Gesture Control


  • Volume Control
  • Brief : A gesture control mechanism which makes use of a camera to capture the finger movements of a hand and alter the sound of the host system. This version is designed for desktop use.
    Code   Read Me

  • Virtual Mouse Control
  • Brief : A gesture control mechanism which makes use of a camera to capture the finger movements of a hand and move the mouse pointer on the desktop. Further, this model also supports single and double clicks with certain finger movements. This version is designed for desktop use.
    Code   Read Me

  • Virtual Keyboard
  • Brief : A gesture control mechanism which makes use of a camera to capture the finger movements of a hand and type the letters as selected on the desktop screen. This version is designed for desktop use and is able to write text on popular apps such as notepad++, Word, etc.
    Code   Read Me

  • Virtual Painter
  • Brief : A gesture control mechanism which makes use of a camera to capture the finger movements of a hand and paint on the desktop screen within the reference box. Currently it supports four different colors and the eraser option. This version is designed for desktop use.
    Code   Read Me

    Keywords: GANs, VAEs, Classifiers, Computer Vision.

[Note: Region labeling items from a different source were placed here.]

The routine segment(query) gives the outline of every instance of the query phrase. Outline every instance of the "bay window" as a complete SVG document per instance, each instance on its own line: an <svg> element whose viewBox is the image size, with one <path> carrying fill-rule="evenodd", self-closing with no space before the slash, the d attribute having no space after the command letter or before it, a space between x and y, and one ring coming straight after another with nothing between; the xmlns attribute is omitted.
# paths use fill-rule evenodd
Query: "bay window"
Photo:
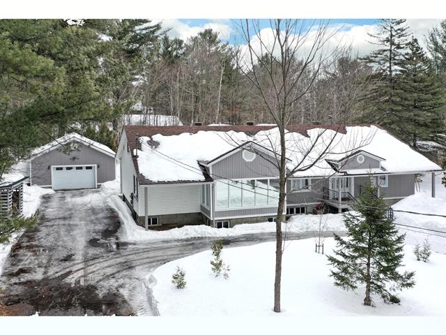
<svg viewBox="0 0 446 335"><path fill-rule="evenodd" d="M279 180L217 180L215 208L243 208L277 205Z"/></svg>
<svg viewBox="0 0 446 335"><path fill-rule="evenodd" d="M301 179L291 180L291 191L300 192L309 191L312 182L310 179L305 178Z"/></svg>

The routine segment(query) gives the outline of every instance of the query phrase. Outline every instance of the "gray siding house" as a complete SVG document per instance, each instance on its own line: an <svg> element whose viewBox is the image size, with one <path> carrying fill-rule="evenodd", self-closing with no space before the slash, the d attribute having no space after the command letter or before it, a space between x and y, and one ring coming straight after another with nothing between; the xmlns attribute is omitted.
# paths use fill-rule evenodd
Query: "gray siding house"
<svg viewBox="0 0 446 335"><path fill-rule="evenodd" d="M288 180L286 217L313 213L322 204L332 211L351 210L367 183L378 185L379 195L392 204L415 193L417 174L441 170L385 131L373 125L362 126L374 127L381 137L403 148L403 152L400 149L395 157L381 157L382 150L378 145L375 148L372 140L369 151L352 150L325 158L324 173L314 169ZM316 127L333 126L292 126L289 131L305 136ZM341 131L347 134L351 127L355 126L343 126ZM264 146L265 141L257 142L256 134L273 128L125 126L116 152L123 200L137 223L147 229L197 224L220 228L272 222L279 198L279 170L275 164L278 157ZM228 138L240 134L247 140L228 146ZM405 155L420 161L413 166L397 164ZM434 196L434 188L432 191Z"/></svg>
<svg viewBox="0 0 446 335"><path fill-rule="evenodd" d="M115 179L114 155L110 148L72 133L33 150L20 170L31 185L95 188Z"/></svg>

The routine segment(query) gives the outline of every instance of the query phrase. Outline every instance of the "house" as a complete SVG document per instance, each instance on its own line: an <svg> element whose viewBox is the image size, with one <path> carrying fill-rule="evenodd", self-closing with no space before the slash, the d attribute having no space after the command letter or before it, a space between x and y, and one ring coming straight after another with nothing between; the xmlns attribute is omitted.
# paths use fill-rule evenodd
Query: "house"
<svg viewBox="0 0 446 335"><path fill-rule="evenodd" d="M31 185L54 190L95 188L115 179L115 153L108 147L71 133L35 149L20 171Z"/></svg>
<svg viewBox="0 0 446 335"><path fill-rule="evenodd" d="M271 125L125 126L116 152L123 200L146 228L272 221L278 139ZM290 169L302 167L288 181L288 216L323 203L352 209L369 182L391 204L415 193L417 174L441 170L374 125L287 126L285 158Z"/></svg>
<svg viewBox="0 0 446 335"><path fill-rule="evenodd" d="M23 183L27 179L20 173L7 173L0 179L0 218L23 213Z"/></svg>

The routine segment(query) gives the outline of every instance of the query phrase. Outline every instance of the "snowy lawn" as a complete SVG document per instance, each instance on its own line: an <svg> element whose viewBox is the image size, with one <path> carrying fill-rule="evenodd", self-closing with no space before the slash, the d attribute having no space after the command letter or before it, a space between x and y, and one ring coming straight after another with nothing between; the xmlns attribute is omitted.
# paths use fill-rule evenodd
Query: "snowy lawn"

  • Variational AutoEncoder for Image Generation
  • Img Title: Latent Space Distribution of the Variational AutoEncoder (VAE)

    Brief : A Variational Autoencoder (VAE) is a machine learning model that learns to generate new data by understanding the underlying patterns in the training dataset. It uses probabilistic techniques to capture the distribution of the data and produces diverse outputs. I have developed this VAE using TensorFlow and the Keras functional API to perform dataset generation. The VAE model has been trained on the fashion MNIST dataset. The depicted figure above illustrates the distribution of the latent space in the model, while the subsequent figure below showcases the output generated by my VAE.
    Code   Read Me

  • Variational AutoEncoder for Sound Generation
  • Original Sound

    Generated Sound

    Brief : A Variational Autoencoder (VAE) is a machine learning model that learns to generate new data by understanding the underlying patterns in the training dataset. It uses probabilistic techniques to capture the distribution of the data and produces diverse outputs. I have implemented a Variational Autoencoder (VAE) using TensorFlow and the Keras functional API for the purpose of sound generation. This VAE model has been trained on the free spoken digits dataset. The audio representation embedded above depicts the original audio utilized during the training process, as well as the audio generated by the model, which is generated based on sampled mel spectrograms.
    Code   Read Me

  • Generative Adversarial Network for Image Generation
  • Img Title: Results produced by the GAN

    Brief : Generative Adversarial Networks (GANs) similar to VAEs learn to generate new data and consist of two components a generator and a discriminator. The generator learns to generate new data samples that resemble the training data, while the discriminator learns to distinguish between real and generated data. This adversarial training process leads to the generation of high-quality and realistic data samples. I've built a GAN model from scratch using TensorFlow and the Keras Sequential API, with the aim of dataset generation. The image displayed above showcases the achieved results. Throughout the project, the GAN was trained on the fashion MNIST dataset. My ongoing projects involve further enhancing the quality of the generated images based on the foundation established by this project.
    Code   Read Me

  • Emotion Recognition from Short-Videos
  • Img Title: Confusion Matrix of Classifier's Performance Across different Emotions

    Brief : Advanced machine learning techniques were applied to develop and implement an emotion classification system using PyTorch. Three deep learning models - ResNext50, ResNext101, and VGG19, were trained on the FER_2013_Kaggle dataset. The models were evaluated on metrics such as Cohen's Kappa and Balanced Accuracy from Scikit-Learn (see image below). The ResNext101 model yielded the highest accuracy at 67% on test set. An emotion recognition pipeline was created which accepts a short video (up to 5 seconds), identifies, and ranks the top 3 emotions. This module is part of a larger music recommendation system, utilizing the emotion classification to provide suitable music suggestions.
    Code   Read Me

    Keywords: NLP, SCIBERT, BIOBERT, GPT-2, BigBird.


  • Document Length Text Classification (On-Going)
  • Img Title: Classifying Long Text Documents into 1 of n categories (n=4 here)

    Brief : In this key project at Virginia Tech, I've developed an advanced text classification pipeline to categorize Electronic Dissertations and Theses (ETDs) into 200 unique STEM and Non-STEM disciplines using state-of-the-art natural language processing models—SciBERT, BioBERT, GPT-2, and BigBird. Fine-tuned on a custom dataset, the models decipher complex patterns within the documents, enhancing the web accessibility and keyword indexability of ETDs. On-going work involves a document summarization strategy for classification to overcome the models' 4000-character input limit, promising improved performance by focusing on the salient content. The project deliverables, including the code and dataset, will be publicly released post publication of the associated research paper.